Quest Diagnostics declined to comment on any efforts they are pursuing in this area, but it also offers remote sampling-based tests for wellness screening purposes. The company’s Qcard Dried Blood Spot sampling approach lets users take a fingerstick blood sample in their home and mail it to the lab for testing. The method can be used for Quest’s standard heart and diabetes panels as well as hemoglobin A1c, cotinine, thyroid stimulating hormone (TSH), prostate specific antigen (PSA), and gamma glutamyl transferase (GGT) testing.
Micro-sampling approaches like dried blood spots have been used for decades as a sample collection method for newborn screening and seen their popularity grow in clinical trial and drug screening work where they offer improved convenience and cost savings compared to conventional blood samples.
These advantages have also drawn the attention of clinical labs, for which shipping of patient samples is a considerable expense. Additionally, as the insurance industry moves away from exclusive relationships with labs, they are increasingly competing on things like patient convenience, where easier sampling could prove a boon.

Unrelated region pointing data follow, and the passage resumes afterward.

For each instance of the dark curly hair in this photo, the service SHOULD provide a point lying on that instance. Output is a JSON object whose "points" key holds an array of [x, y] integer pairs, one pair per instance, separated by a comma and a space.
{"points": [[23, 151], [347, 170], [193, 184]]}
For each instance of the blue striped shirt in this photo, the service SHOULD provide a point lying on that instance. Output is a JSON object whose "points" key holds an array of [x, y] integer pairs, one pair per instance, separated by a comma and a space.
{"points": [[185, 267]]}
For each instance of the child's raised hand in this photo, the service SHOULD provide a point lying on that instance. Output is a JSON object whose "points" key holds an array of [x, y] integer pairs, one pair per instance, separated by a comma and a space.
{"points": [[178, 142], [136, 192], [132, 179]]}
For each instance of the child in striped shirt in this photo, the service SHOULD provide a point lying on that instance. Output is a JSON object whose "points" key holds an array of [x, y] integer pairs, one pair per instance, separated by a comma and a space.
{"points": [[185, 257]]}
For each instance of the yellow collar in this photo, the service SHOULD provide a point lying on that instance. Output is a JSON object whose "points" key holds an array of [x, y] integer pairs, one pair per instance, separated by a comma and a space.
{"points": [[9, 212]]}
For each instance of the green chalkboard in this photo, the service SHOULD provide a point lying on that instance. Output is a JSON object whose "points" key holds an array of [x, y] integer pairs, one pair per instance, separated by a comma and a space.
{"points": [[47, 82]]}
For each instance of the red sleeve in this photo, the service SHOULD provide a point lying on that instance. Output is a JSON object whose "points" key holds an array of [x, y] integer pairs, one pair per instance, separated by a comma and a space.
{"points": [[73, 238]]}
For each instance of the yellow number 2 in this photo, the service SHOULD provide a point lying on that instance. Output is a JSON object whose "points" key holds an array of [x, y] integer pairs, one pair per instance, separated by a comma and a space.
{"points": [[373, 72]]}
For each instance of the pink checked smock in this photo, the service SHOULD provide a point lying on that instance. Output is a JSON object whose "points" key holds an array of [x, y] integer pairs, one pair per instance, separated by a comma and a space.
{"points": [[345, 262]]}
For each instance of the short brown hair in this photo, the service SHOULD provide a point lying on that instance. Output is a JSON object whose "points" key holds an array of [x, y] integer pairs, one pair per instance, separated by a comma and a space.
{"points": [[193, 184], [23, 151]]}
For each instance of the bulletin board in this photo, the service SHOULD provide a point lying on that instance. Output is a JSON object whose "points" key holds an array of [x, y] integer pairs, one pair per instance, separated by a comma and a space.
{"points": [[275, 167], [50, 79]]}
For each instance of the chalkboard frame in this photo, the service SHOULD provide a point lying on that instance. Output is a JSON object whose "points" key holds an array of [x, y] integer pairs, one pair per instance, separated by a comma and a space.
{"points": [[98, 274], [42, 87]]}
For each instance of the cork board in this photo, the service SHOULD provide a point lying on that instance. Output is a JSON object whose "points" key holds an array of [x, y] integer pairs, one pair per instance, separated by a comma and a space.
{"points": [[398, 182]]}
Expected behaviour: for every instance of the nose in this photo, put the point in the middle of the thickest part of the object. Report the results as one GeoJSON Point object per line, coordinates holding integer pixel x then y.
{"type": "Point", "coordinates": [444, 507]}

Tim Schlabach, director of sales and marketing for remote sampling firm Novilytic, suggested, though, that the investments that national labs like Quest and LabCorp have made in the logistics of collecting and shipping blood samples could make them reluctant to move in the remote sampling direction.
“Those guys have spent millions and millions of dollars moving tubes of blood around the world and through labs and IDing them and validating them,” he said. “Do you know the investment they would have to walk away from to do large scale testing in a different mode? It would be very substantial.”
Given this, Schlabach said he believed smaller labs without as much investment sunk into collection centers and shipping infrastructure would lead the way on remote sampling.
In the UK, Nottingham Children’s Hospital is using remote sampling to monitor pediatric kidney transplant patients to assess their blood creatinine levels and levels of the immunosuppressant tacrolimus, which is used following organ transplants to lower risk of rejection.
The hospital is using the Mitra microsampling device sold by Torrance, California-based Neoteryx. While the creatinine/tacrolimus test was developed prior to the COVID-19 outbreak, it has become an even more important option for patients since the onset of the pandemic given that these patients are at heightened risk of infection, said James Rudge, technical director at Neoteryx.
“They are a category of patient who really need to stay indoors and not have contact and not go to the hospital unless they absolutely have to because of the risk of getting [COVID-19],” he said.
Rudge said Neoteryx was in discussions with several transplant centers in Europe about offering remote sampling like that done out of Nottingham Children’s.
Both Novilytic and Neoteryx are looking to use their devices as part of SARS-CoV-2 testing efforts. Researchers from the National Institutes of Health are using Neoteryx’s Mitra system for at-home collection of blood samples that will then be tested for anti-SARS-Cov-2 antibodies as part of a study that aims to test 10,000 healthy adults across the US to help establish the spread and prevalence of the disease.
Schlabach said that Novilytic hoped to find a diagnostic partner interested in pursuing a fingerstick-based serology test for the virus. He noted that the SARS-Cov-2 serology test launched recently by BioMedomics and Becton Dickinson is designed to work with fingerstick devices like BD’s Microtainer lancet.
“I think the antibody test from [BD] is really going to be a boost to microsampling and could help a lot of little companies like ourselves break into something that was hard to get a foothold in before,” he said. “The world of blood collection hasn’t changed in decades. But certainly you can’t do social distancing in a blood collection center. They present something of a threat both to the people who work there and the people who go there for collection. So, this might be an opportunity.”